Growth factor requirements of hTERT expressing Barrett's cells
Although the parental Barrett's cell strains are mortal, the cells contain genetic changes, including p16 and p53 abnormalities that occur early in neoplastic transformation in vivo (1). These cells do not, however, have many other features commonly associated with transformed cell lines, as they retain stringent growth factor requirements and grow poorly, if at all, in agar. We sought to determine whether expression of telomerase induced phenotypic characteristics of malignant transformation in the Barrett's cell strains.

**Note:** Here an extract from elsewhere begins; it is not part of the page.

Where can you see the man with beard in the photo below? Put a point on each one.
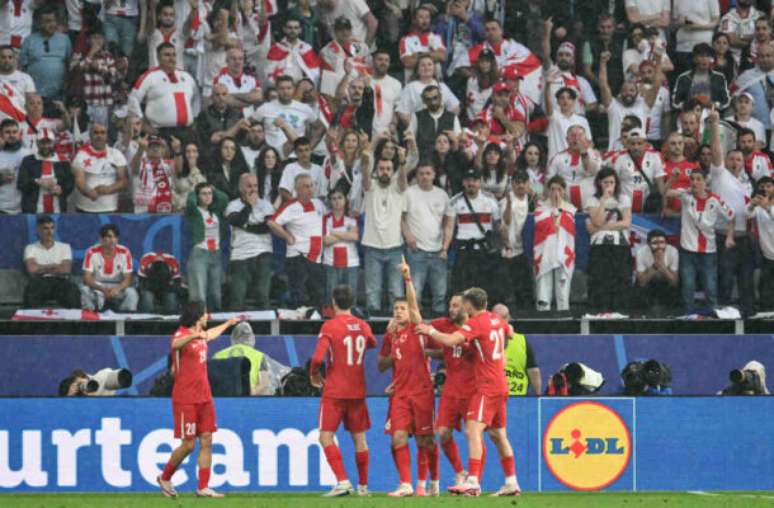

We compared the fastidiousness of Barrett's esophagus hTERT+ mass cultures with non-transduced parental mass cultures by growing the cells in media containing reduced concentrations of FBS, BPE, EGF and ITS. hTERT+ and parental cells showed similar dependency on media growth factors with only a few exceptions. Reduced FBS concentrations greatly inhibited cell proliferation in all cultures, but only CP-D showed any difference between parental and hTERT transduced cells: CP-D hTERT cells had only 14% (P = 0.005) and 47% (P = 0.05) as many cells as the parental strain when grown in 0 and 10% normal FBS, respectively. However, hTERT+ CP-B and CP-C cells showed 34–61% greater cell numbers than parental cells when grown in 0 and 10% of normal concentrations of BPE (P = 0.01–0.001). A 50% reduction in ITS and EGF reduced cell growth by 32 and 45%, respectively, but whereas CP-D cells showed 64% greater growth in reduced EGF (P < 0.001), hTERT+ CP-A and CP-C cells showed 34% (P = 0.008) and 55% (P = 0.001) less growth in reduced EGF, respectively. Only CP-C hTERT cells showed altered growth in reduced ITS compared with parental cells (49% poorer, P = 0.002). Overall, expression of telomerase did not lead to consistent changes in growth factor dependency.

Growth of cells in agar
Colony counts and size measurements are shown in Figure 2. Among the non-transduced Barrett's cell strains, there was a gradation in the number of colonies observed, with CP-A showing almost no growth in agar and CP-C forming the most colonies. The hTERT+ cultures all formed 3–6-fold more colonies than their corresponding parental strains, a statistically significant difference (two-tailed P = 0.001; Wilcoxon signed rank test). The size of hTERT+ colonies was larger than those formed by parental cells (Figure 2). In all cases, both parental or hTERT+ Barrett's cell colonies were fewer and smaller than the positive control ras-transformed DLD-1 colon carcinoma cell line colonies; indeed the small size of the Barrett's cell colonies suggests that these cells are not strictly speaking anchorage independent.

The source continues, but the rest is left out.